Christina Reviews *Don’t Tell (La bestia nel cuore)*
**½
This is a movie about sexual abuse. It would make a decent Lifetime movie (if all of the subplots were taken out). In fact, that’s the only thing that separates this movie from a Lifetime movie---the confusing subplots. The subplots and the cinematography. I guess that’s all it takes to win an award for “Best Foreign Film.”
To be honest, I found this movie to be très dull. Everything I already know about sexual abuse (the silence, the multi-faced predators, the lifelong scars, the way the kid may feel like he/she didn't do enough to stop it, etc.) were dealt with in this movie in a very heavy-handed way.
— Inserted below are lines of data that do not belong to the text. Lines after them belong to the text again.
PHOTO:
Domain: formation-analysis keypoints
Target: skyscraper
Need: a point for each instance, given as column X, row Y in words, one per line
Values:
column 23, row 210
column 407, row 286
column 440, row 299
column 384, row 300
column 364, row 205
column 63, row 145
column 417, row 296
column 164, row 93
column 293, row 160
The movie even came complete with “the voice-over.”
The movie dealt with sexual abuse in a somewhat intellectualized way, which is the worst way to handle a subject like this in a movie. The more intellectual the movie gets, the less emotional it is for the viewer. When I say that it was intellectual, I don't mean intelligent. I just mean analytical as opposed to visceral.
The only thing about this movie that was surprising was the blind lesbian subplot, and only because it didn't seem to fit with the rest of the story. I got the sense that the blind woman was supposed to be symbolic, in a heavy-handed way, but that's about it.
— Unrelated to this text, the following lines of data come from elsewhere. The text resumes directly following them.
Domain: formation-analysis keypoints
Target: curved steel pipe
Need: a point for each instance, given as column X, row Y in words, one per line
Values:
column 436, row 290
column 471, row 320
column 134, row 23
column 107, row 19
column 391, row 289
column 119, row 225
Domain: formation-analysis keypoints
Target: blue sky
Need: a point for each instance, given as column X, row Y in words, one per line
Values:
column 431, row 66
And then the adultery subplot seemed to hammer home the idea that all men are pigs. Boring.
The acting and the cinematography were good. Other than that, I wasn't impressed.
It’s got an optimistic ending, and that's good. But I just can't recommend this movie. It could have been so much better. I like the hope it offers but, by the time the end came, I wasn't involved enough in the story for it to matter what became of the characters.
It offers hope to victims of abuse, but then so does therapy. A movie is different from therapy for a reason.